Forem Creators and Builders 🌱

Cover image for Scraping Data: Harry Potter Wiki in Python, Beautiful Soup, and Requests
Mariah Dominique Rucker
Mariah Dominique Rucker

Posted on • Updated on

Scraping Data: Harry Potter Wiki in Python, Beautiful Soup, and Requests

This tutorial teaches you how to get information on Harry Potter from Wikipedia using Python and two libraries – Beautiful Soup and Requests.

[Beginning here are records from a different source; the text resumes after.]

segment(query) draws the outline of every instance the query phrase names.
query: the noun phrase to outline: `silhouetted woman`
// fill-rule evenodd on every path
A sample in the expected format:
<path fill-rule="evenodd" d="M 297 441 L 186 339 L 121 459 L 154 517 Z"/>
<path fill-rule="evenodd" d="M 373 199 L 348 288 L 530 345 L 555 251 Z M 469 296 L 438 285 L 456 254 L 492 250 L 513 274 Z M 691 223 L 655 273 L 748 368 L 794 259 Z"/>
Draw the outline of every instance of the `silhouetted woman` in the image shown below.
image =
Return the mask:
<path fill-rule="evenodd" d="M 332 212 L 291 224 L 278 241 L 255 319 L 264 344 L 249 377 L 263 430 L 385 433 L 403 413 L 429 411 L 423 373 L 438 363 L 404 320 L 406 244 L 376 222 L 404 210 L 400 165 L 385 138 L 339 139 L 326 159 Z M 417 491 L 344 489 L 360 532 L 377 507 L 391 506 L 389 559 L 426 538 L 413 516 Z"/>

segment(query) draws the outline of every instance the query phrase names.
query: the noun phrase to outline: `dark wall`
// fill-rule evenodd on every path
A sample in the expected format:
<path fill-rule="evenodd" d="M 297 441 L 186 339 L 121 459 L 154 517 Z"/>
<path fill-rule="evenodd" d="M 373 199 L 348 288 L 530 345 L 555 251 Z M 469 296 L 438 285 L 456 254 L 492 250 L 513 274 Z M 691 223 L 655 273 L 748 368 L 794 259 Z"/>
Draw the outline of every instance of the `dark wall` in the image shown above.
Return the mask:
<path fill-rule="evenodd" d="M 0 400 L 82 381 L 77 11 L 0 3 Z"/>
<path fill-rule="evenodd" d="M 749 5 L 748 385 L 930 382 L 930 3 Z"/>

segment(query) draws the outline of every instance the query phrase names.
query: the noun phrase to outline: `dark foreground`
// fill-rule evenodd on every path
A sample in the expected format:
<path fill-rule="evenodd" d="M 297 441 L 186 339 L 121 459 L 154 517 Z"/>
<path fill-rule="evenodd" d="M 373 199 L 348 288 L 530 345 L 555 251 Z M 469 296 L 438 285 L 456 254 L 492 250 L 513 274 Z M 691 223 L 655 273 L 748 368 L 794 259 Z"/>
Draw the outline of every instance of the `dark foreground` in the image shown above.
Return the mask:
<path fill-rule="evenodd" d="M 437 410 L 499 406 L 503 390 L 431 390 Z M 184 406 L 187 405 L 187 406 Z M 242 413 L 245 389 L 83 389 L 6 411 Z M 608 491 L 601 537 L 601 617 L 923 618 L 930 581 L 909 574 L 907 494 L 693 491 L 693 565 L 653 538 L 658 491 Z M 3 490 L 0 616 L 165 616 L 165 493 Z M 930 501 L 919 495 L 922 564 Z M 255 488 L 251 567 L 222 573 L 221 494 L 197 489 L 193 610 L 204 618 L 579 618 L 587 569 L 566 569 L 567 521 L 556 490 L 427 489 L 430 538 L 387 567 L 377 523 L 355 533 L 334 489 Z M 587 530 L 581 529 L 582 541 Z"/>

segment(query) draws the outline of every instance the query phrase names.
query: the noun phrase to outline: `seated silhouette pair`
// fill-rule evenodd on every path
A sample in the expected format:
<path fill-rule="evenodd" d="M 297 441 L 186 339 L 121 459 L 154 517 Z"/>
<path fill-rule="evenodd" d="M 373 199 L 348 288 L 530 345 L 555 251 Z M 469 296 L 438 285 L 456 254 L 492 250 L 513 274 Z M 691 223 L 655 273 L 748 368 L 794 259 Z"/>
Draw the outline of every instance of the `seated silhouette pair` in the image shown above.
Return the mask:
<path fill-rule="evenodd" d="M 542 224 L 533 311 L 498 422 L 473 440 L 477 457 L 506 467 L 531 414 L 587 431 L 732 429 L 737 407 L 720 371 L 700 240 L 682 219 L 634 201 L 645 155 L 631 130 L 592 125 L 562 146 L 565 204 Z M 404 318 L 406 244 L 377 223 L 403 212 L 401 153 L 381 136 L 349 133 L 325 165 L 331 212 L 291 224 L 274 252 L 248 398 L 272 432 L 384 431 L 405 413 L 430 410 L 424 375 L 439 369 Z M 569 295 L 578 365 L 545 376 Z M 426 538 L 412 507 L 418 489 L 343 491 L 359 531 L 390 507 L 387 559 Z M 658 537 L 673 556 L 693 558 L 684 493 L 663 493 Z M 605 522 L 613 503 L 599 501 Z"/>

The term web scraping refers to a process whereby a computer program obtains data from other websites. Retrieving data from web pages is done using bots or crawlers which fetch the information into a structured format like a spreadsheet or database, just like a robot retrieves goods from a warehouse to another. It is as if you are waving a magic wand and pulling out whatever information you want from the Harry Potter Wiki. At the end of this tutorial you would have waved a wand of a website into meaningful information.

Web Scraping Diagram

Scraping data from the Harry Potter wiki:

Getting data from the Harry Potter wiki is as simple as getting all ingredients that are needed for a magic potion. Using the Python library “beautifulsoup4” helps you grab the three crucial magical ingredients of this story that is - the character, spells, and house.

Hermione & Potions

  1. First import the requests and Beautiful Soup libraries.
  2. Specify the URLs of the various pages that describe the house, spell, or character pages we are about to crawl.
  3. Retrieve the HTML content from the GET requests made to the URLs.
  4. Use BeautifulSoup to extract text from HTML.
  5. Locate our target tables that will be scraped.
  6. Retrieving rows from the respective tables.
  7. Pull out the raw data from the columns and save it into arrays.
  8. Pick the character name, character description, spell name, spell description, house name, and house description in every given row.
  9. Add onto the relevant character, spell, and house arrays with the acquired data from each row.

Web Scraping

import requests
from bs4 import BeautifulSoup

# Define the URLs for the different pages we want to scrape
character_url = "https://harrypotter.fandom.com/wiki/List_of_characters"
spell_url = "https://harrypotter.fandom.com/wiki/List_of_spells"
house_url = "https://harrypotter.fandom.com/wiki/Hogwarts_Houses"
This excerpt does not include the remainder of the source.